Involving people like truckers also makes sense to Kendis Paris, executive director of Truckers Against Trafficking, a nonprofit that works with states’ attorneys general to implement training programs for truckers.
After all, she said, there are more truck drivers on the road than police.
“There are 3 million truckers,” Paris said. “If we can empower and equip them to be a transient army for law enforcement, think how many victims could be identified, and how many perpetrators could be arrested.”
‘Opportunity to Save Lives’
States in recent years have enacted tough laws that target sex traffickers, while at the same time providing help for minors and women who have been forced into prostitution.
Nonetheless, trafficking remains a growing criminal enterprise, many states say. Nationally, there are no reliable statistics on trafficking, the U.S. Justice Department says. But the attorneys general in Indiana and Kentucky say trafficking is on the rise in their states, as do the Montana Department of Justice and the Miami-Dade State Attorney’s Office in South Florida. Authorities in some states are concerned the increase could be fueled by the nation’s drug addiction epidemic.
An estimated one in six runaways reported to the National Center for Missing and Exploited Children as missing were likely to be victims of sex trafficking.
The National Human Trafficking Hotline, a 24-hour reporting service run by Polaris, an anti-trafficking group, said 5,551 sex-trafficking cases were reported to its hotline last year, up from 4,142 in 2015. The biggest number was reported in California (1,045), followed by Texas (473), Florida (401), Ohio (277) and New York (247).

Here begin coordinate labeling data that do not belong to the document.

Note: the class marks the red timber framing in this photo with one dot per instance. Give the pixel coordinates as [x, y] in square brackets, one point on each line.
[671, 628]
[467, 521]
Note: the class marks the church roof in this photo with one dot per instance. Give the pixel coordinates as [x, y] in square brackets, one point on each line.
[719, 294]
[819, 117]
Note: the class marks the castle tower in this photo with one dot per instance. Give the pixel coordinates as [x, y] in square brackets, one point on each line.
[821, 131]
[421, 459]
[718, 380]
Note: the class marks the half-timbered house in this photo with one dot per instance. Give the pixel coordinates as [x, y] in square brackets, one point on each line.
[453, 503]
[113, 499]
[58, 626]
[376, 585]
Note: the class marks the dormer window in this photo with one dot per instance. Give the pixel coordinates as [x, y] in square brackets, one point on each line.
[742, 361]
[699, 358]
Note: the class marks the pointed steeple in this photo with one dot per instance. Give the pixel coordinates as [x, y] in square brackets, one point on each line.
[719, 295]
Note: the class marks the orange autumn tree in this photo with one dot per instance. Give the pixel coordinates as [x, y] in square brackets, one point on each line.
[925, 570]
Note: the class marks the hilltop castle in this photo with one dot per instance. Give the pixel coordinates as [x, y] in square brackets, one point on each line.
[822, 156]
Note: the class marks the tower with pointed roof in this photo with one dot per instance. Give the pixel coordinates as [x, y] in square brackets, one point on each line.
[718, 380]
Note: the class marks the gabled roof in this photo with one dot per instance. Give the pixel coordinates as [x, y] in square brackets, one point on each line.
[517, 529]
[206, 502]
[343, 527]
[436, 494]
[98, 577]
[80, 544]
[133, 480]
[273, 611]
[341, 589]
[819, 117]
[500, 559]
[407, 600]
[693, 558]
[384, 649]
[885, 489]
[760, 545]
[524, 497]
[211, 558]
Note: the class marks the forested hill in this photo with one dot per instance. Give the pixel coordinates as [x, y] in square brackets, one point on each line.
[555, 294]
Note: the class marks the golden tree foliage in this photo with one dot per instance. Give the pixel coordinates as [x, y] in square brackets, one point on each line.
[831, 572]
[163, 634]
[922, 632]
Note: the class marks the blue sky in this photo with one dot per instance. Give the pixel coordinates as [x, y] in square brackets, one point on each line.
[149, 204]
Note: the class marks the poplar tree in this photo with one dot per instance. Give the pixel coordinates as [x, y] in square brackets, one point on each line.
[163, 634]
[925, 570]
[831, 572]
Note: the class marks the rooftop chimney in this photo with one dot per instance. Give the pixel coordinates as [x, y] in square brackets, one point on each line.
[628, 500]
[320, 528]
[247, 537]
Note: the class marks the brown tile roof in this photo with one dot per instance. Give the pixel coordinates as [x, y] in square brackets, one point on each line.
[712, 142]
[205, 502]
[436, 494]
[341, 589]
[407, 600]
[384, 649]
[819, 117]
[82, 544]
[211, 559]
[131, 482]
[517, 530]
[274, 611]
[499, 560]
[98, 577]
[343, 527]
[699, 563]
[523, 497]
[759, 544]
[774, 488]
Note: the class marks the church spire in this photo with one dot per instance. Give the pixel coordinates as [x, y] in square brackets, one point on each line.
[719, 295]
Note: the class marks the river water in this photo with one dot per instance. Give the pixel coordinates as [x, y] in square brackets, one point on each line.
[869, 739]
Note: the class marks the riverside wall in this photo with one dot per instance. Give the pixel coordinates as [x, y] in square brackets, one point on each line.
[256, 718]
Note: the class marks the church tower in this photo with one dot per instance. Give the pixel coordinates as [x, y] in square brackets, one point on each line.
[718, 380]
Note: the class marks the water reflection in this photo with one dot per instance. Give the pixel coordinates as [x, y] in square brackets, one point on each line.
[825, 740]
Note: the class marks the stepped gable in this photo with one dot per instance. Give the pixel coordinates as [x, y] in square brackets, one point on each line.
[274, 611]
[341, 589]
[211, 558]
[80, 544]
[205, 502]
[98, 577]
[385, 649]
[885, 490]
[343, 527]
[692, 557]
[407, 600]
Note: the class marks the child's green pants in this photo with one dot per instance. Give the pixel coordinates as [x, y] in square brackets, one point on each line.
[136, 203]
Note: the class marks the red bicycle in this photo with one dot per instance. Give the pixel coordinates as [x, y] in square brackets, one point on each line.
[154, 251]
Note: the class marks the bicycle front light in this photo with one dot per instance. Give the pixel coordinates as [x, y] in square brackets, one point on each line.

As reported numbers of cases of prostitution and sex slavery rise, indications are the nation’s exploding opioid addiction epidemic may be a contributing factor — and drug treatment clinics may be yet another place where traffickers go in search of people to target.
“Traffickers will literally line up outside clinics and try to lure women into this industry with promises of drugs,” Democratic Attorney General Maura Healey of Massachusetts told the Boston Herald this month.
Enlisting members of the public, especially truckers, as crime fighters is a next logical step in combating the trafficking, said Arkansas state Rep. Charlotte Douglas, a Republican who sponsored the trucker training bill in her state.
“The more people we can train, the more eyes and ears are going to be out there,” Douglas said. “It’s not a burden to get this training. It’s an opportunity to save lives.”